Políticas de defesa sanitária não serão excludentes
                                                                           

 

A universalização da rastreabilidade no Brasil, a partir de mecanismos de controle também na pequena produção, é apontada como uma das principais metas do governo Lula no segundo mandato. As ações no âmbito da defesa sanitária sinalizam para a continuidade das medidas adotadas nos últimos quatro anos, mas o diferencial do Plano Setorial de Governo está na extensão dessas ações a todo o segmento produtivo.

"Vamos avançar em alguns formatos para que as políticas sanitárias não sejam excludentes", antecipa o secretário executivo do Programa Setorial. Para vencer o desafio de eventuais entradas de doenças e pragas, fatores que afetam negativamente a socioeconomia rural, a atual administração se propõe a consolidar o Sistema Unificado de Atenção à Sanidade Agropecuária-SUASA, com a participação das três instâncias de governo e de agentes privados.

Outra prioridade será modernizar a rede de laboratórios oficiais com vistas a melhorar a fiscalização e controle de doenças e promover ações articuladas com organismos internacionais para um enfoque sistêmico de combate e controle das enfermidades transfronteiriças. O governo também propõe ações educativas na área fitozoosanitária, bem como um incremento das ações de fiscalização de trânsito nacional e internacional de produtos agropecuários.

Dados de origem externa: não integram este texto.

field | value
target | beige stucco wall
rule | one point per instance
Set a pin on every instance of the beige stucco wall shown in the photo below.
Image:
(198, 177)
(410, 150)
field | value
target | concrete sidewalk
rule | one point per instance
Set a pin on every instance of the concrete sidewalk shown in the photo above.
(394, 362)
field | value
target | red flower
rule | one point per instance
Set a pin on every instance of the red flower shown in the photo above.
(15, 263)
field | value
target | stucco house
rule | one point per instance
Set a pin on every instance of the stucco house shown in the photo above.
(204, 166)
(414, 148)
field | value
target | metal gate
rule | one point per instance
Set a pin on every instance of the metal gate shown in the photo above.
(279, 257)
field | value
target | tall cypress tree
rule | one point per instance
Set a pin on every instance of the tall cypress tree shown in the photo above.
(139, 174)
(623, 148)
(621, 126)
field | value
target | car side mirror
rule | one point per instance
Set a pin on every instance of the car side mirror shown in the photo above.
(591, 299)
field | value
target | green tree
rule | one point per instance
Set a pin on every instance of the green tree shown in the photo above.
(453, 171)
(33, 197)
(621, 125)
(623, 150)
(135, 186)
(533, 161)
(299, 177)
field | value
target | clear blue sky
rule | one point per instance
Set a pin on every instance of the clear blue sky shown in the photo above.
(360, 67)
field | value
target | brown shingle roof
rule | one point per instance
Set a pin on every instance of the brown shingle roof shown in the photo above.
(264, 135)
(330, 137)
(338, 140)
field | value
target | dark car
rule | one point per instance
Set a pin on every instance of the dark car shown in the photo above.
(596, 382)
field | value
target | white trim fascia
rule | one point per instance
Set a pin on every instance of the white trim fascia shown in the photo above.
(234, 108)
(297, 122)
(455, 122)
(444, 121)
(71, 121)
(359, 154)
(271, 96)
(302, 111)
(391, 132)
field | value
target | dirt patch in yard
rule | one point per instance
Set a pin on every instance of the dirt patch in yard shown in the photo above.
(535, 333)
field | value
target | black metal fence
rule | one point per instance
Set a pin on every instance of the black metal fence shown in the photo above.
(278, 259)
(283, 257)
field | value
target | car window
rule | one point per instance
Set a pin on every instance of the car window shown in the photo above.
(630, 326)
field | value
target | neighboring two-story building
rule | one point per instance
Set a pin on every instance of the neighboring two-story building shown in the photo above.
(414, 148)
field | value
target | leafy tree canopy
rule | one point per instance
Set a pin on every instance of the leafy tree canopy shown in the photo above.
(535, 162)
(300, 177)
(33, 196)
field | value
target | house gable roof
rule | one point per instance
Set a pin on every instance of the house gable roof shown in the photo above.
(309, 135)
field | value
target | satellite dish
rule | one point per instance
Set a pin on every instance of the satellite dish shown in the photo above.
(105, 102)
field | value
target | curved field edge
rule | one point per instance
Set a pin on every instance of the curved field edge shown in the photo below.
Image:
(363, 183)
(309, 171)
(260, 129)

Alckmin, por sua vez, defendeu um modelo sanitário brasileiro que envolvesse os países vizinhos dada a crescente interação entre os mercados e a existência de uma vasta área de divisa seca. Também propunha que os padrões de controle sanitário fossem os mesmos entre os países da América Latina. Outra proposta do candidato do PSDB era melhorar a capacidade operacional para a avaliação de risco por meio de investimento nos laboratórios estatais e privados, com o compartilhamento dos custos entre governo e iniciativa privada.